Chronic kidney disease (CKD) is a major public health problem worldwide with the estimated incidence growing by approximately 6% annually. There are striking ethnic differences in the prevalence of CKD such that, in the United States, African Americans have the highest prevalence of CKD, four times the incidence of end stage renal disease when compared to Americans of European ancestry suggestive of genetic predisposition. Diabetes mellitus, hypertension and human immunodeficiency virus (HIV) infection are the major causes of CKD. HIV-associated nephropathy (HIVAN) is an irreversible form of CKD with considerable morbidity and mortality and is present predominantly in people of African ancestry. The APOL1 G1 and G2 alleles were more strongly associated with the risk for CKD than the previously examined MYH9 E1 risk haplotype in individuals of African ancestry. A strong association was reported in HIVAN, suggesting that 50% of African Americans with two APOL1 risk alleles, if untreated, would develop HIVAN. However these two variants are not enough to cause disease. The prevailing belief is that modifying factors or second hits (including genetic hits) underlie the pathogenesis of kidney disease. This work reviews the history of genetic susceptibility of CKD and outlines current theories regarding the role for APOL1 in CKD in the HIV era.
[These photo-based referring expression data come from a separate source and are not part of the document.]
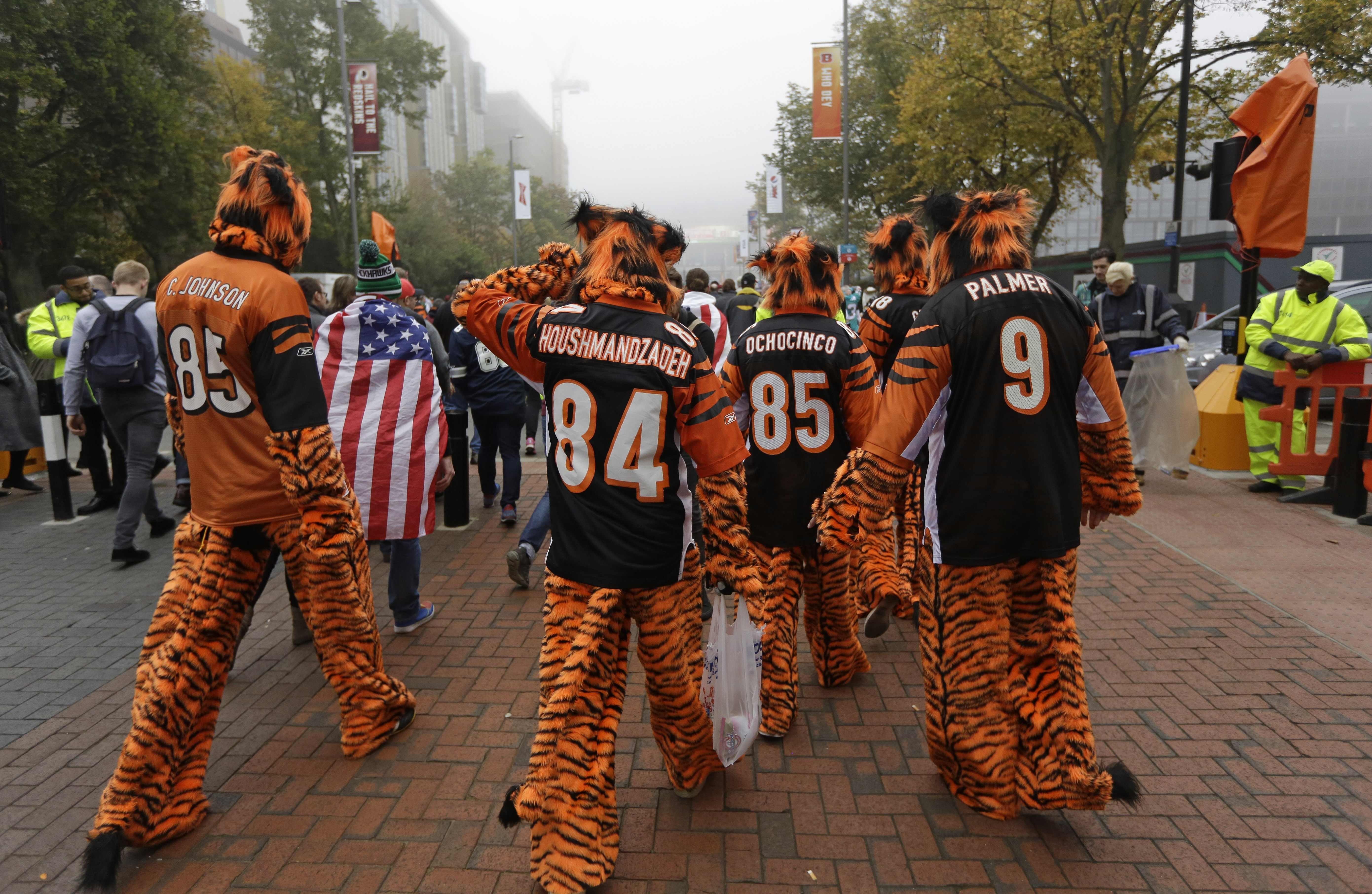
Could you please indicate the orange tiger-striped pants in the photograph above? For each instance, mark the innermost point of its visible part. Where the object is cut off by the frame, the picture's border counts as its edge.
(831, 627)
(886, 563)
(1008, 720)
(569, 795)
(157, 792)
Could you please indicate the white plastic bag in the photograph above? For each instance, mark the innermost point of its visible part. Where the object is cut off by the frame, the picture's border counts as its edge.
(1164, 419)
(732, 688)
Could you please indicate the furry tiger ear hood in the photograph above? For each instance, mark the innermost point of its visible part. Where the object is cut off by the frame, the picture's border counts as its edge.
(628, 254)
(898, 249)
(264, 208)
(803, 273)
(976, 232)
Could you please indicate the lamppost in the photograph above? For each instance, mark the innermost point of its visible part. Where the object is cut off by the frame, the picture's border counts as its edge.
(348, 120)
(1179, 180)
(515, 201)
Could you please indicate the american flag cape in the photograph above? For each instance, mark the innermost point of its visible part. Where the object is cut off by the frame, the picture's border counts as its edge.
(386, 412)
(703, 305)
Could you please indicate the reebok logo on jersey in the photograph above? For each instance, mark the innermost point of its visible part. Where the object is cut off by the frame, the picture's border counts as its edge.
(593, 345)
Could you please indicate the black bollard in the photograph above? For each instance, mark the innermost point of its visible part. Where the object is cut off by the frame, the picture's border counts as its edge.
(54, 422)
(1351, 497)
(457, 508)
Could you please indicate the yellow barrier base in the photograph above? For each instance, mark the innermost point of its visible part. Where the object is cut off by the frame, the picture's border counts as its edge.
(1223, 445)
(35, 463)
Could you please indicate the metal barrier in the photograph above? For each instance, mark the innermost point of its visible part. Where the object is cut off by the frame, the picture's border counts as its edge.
(1351, 378)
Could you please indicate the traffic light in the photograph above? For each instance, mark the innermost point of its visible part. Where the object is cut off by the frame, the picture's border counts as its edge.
(1224, 162)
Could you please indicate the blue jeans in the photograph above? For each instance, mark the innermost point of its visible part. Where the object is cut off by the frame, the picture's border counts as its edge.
(538, 524)
(500, 432)
(403, 590)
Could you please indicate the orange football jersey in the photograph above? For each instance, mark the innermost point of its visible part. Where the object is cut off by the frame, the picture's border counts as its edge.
(239, 354)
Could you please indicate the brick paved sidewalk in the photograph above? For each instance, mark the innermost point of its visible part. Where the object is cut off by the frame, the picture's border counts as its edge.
(1249, 731)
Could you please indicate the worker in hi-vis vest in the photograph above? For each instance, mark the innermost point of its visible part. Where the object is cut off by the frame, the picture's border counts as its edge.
(1305, 328)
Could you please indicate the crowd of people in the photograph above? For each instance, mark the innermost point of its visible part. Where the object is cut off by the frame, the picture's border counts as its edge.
(927, 449)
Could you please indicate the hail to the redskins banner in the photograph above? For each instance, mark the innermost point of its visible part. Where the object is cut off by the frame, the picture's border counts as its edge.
(361, 84)
(828, 98)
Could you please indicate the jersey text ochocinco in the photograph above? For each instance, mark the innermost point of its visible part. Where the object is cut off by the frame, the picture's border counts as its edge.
(995, 378)
(884, 327)
(629, 393)
(806, 390)
(241, 358)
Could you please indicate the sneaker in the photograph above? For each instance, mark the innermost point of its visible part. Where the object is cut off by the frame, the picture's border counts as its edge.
(163, 526)
(427, 612)
(879, 619)
(130, 556)
(519, 563)
(24, 484)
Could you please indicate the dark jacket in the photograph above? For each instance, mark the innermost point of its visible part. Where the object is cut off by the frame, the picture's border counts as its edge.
(1139, 319)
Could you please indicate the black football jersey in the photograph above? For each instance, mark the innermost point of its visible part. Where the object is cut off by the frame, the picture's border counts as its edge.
(994, 378)
(630, 394)
(884, 327)
(807, 387)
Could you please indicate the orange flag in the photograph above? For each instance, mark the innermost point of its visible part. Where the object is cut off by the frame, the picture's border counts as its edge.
(1272, 187)
(383, 234)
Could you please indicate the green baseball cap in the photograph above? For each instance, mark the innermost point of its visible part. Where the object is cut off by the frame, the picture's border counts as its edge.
(1319, 268)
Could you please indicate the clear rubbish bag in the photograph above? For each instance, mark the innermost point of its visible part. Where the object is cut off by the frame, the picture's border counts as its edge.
(732, 688)
(1161, 407)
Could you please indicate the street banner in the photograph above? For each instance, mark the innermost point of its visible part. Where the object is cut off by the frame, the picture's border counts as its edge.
(774, 194)
(828, 96)
(523, 210)
(383, 234)
(367, 132)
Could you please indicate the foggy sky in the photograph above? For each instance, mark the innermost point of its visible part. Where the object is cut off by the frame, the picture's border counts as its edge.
(683, 96)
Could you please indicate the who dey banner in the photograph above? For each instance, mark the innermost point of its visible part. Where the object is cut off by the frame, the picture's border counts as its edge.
(828, 96)
(523, 210)
(361, 84)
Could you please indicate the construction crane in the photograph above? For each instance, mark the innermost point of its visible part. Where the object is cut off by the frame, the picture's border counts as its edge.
(562, 84)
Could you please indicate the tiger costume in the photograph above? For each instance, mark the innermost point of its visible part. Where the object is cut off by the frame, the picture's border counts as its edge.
(1025, 442)
(806, 391)
(249, 416)
(630, 395)
(887, 583)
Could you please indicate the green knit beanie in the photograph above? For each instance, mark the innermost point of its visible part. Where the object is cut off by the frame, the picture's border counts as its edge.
(375, 272)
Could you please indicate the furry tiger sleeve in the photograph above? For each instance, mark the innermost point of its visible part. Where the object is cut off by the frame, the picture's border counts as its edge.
(723, 515)
(862, 496)
(316, 483)
(1108, 481)
(551, 278)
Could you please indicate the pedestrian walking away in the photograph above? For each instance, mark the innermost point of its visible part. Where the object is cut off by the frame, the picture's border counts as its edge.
(114, 350)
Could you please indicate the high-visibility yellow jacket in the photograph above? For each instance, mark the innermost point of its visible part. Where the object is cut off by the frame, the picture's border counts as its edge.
(1287, 323)
(50, 331)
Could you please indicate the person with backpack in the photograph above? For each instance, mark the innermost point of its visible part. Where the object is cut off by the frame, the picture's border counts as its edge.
(114, 348)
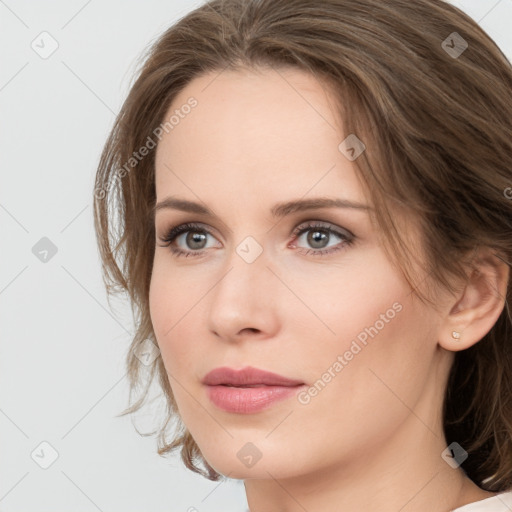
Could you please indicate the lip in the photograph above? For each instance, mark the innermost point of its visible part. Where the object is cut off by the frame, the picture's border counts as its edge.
(248, 390)
(246, 377)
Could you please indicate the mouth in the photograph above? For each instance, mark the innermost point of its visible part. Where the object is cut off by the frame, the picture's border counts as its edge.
(247, 377)
(249, 390)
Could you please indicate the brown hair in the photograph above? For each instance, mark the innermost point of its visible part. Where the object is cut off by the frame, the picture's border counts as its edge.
(438, 132)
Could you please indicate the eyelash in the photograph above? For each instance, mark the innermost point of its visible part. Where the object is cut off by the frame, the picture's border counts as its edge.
(173, 233)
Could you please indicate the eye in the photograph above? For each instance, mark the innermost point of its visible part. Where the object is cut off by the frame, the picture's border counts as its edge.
(319, 235)
(194, 236)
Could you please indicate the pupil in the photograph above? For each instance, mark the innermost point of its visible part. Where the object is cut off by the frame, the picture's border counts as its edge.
(194, 238)
(317, 237)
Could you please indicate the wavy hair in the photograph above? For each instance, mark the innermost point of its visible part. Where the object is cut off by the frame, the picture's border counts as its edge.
(429, 93)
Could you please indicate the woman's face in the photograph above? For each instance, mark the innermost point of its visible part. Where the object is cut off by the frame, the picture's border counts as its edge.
(324, 307)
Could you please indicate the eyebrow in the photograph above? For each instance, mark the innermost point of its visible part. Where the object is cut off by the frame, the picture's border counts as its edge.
(277, 211)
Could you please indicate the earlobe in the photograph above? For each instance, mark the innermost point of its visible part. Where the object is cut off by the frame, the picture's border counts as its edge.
(479, 305)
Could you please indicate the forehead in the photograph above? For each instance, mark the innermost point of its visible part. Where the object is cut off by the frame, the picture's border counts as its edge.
(266, 131)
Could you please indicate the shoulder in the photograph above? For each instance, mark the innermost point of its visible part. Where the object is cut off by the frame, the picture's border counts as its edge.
(500, 503)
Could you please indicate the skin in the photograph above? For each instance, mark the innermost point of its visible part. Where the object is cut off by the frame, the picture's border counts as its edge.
(372, 438)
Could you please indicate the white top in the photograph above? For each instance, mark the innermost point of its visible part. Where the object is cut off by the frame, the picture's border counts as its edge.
(499, 503)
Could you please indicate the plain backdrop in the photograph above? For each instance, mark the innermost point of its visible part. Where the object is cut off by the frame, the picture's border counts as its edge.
(62, 349)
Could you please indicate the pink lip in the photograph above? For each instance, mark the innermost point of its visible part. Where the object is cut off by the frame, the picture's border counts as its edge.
(229, 389)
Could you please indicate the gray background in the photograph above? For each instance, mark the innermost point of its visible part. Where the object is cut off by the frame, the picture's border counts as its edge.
(62, 349)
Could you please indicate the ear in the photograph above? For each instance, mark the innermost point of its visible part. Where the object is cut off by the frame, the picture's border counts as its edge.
(475, 309)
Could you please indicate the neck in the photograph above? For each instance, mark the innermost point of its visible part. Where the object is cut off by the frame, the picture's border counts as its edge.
(405, 473)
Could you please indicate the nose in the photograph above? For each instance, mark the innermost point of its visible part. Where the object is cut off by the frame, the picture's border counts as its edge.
(245, 302)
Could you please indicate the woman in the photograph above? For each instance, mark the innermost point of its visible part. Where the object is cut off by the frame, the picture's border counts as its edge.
(314, 225)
Keywords: Chronic kidney disease; Genetics; African ancestry; Human immunodeficiency virus; APOL1; MYH9; Human immunodeficiency virus-associated nephropathy

Core tip: There are striking ethnic differences in the prevalence of chronic kidney disease, including human immunodeficiency virus (HIV)-associated nephropathy (HIVAN), in people of African ancestry suggestive of genetic predisposition. The APOL1 G1 and G2 alleles are more strongly associated with the risk for HIVAN than the previously reported MYH9 E1 risk haplotype in individuals of African ancestry. The high prevalence of HIVAN among individuals of African ancestry could be a result of high frequencies of APOL1 risk variants as well as the prevalence of HIV-1 subtypes and modifying factors or second hits underlying the pathogenesis of kidney disease.